Bernd Schlossnickel hat sich dazu ein perfektes Kalkulationsblatt im System einrichten lassen: Es enthält den börsenabhängigen Materialpreis, Losgröße, Späneanteil, die Werte für Rüstzeiten und Auslastungsgrad und eine Fülle weiterer Daten, die ihm Entscheidungshilfe für seine Preisgestaltung beim Folgeauftrag sind. So wird jeder Nachkalkulationsbogen sozusagen Vorkalkulationsbogen für den nächsten Auftrag.
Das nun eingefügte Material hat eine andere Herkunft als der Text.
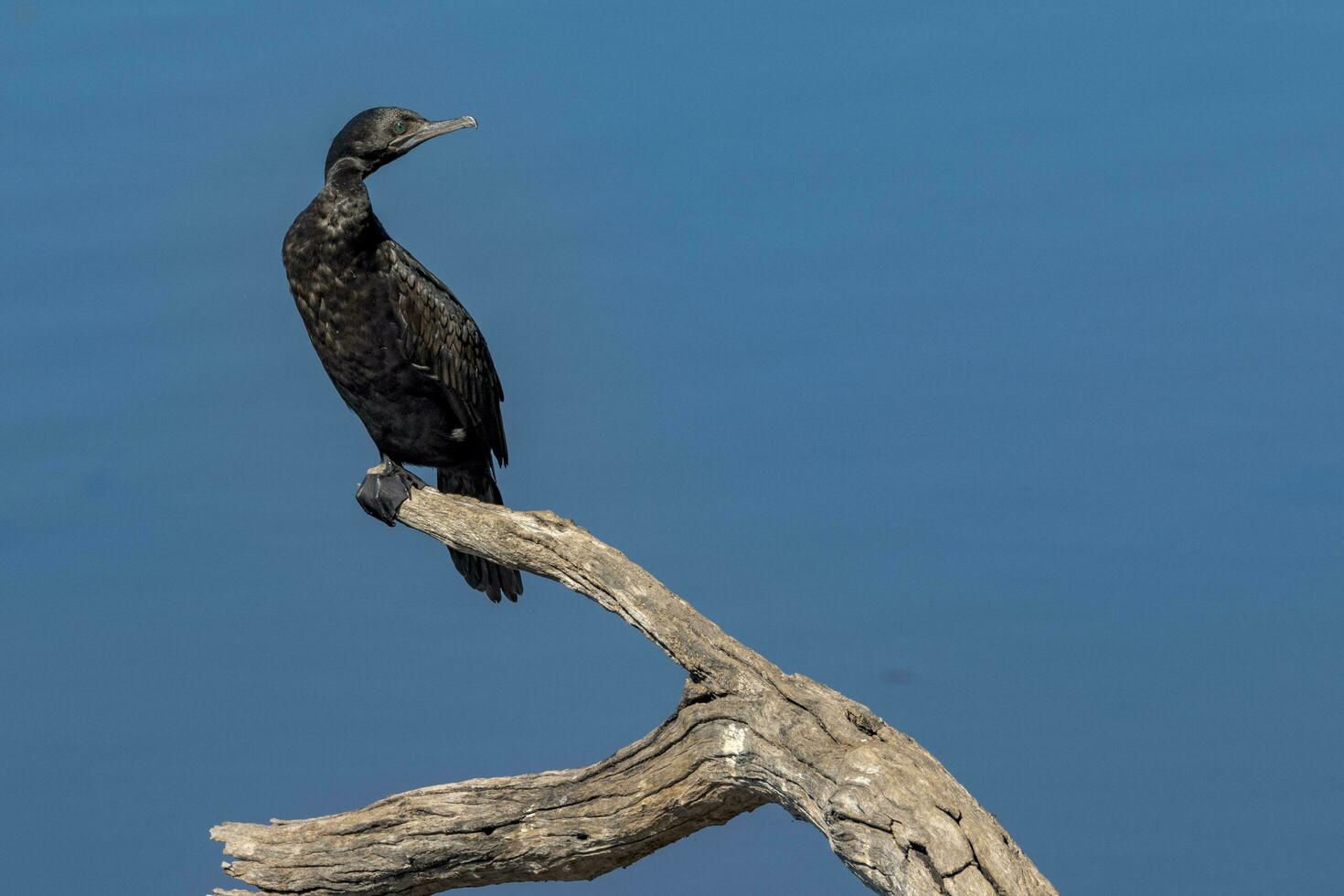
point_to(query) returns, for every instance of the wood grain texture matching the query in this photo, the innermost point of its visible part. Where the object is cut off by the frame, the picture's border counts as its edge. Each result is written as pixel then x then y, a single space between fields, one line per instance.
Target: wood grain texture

Nach Eingabe von wenigen Grunddaten liegen eindeutige Fakten für eine Entscheidung vor: Können die Formdrehteile (4000 verschiedene pro Jahr und zu 90 Prozent Wiederholteile) zum alten Preis produziert und angeboten werden? Soll mit Eilaufschlag angeboten oder lieber gar nicht hergestellt, als mit Verlust produziert werden? Früher konnte es passieren, daß an einer Maschine zwar eifrig produziert wurde, der Auftrag selber aber nur Verluste einfuhr. Und es kam vor, daß sich neun Maschinen schwer täten die Verlustproduktion der zehnten wieder auszugleichen.

Heute ist aus einer früheren Vermutung Klarheit geworden: Die systematische Nachkalkulation hat ergeben, daß bei fast 30 Prozent der Drehteile zumindest die Gewinnspanne zu gering war. Sie mußten im Preis angehoben werden.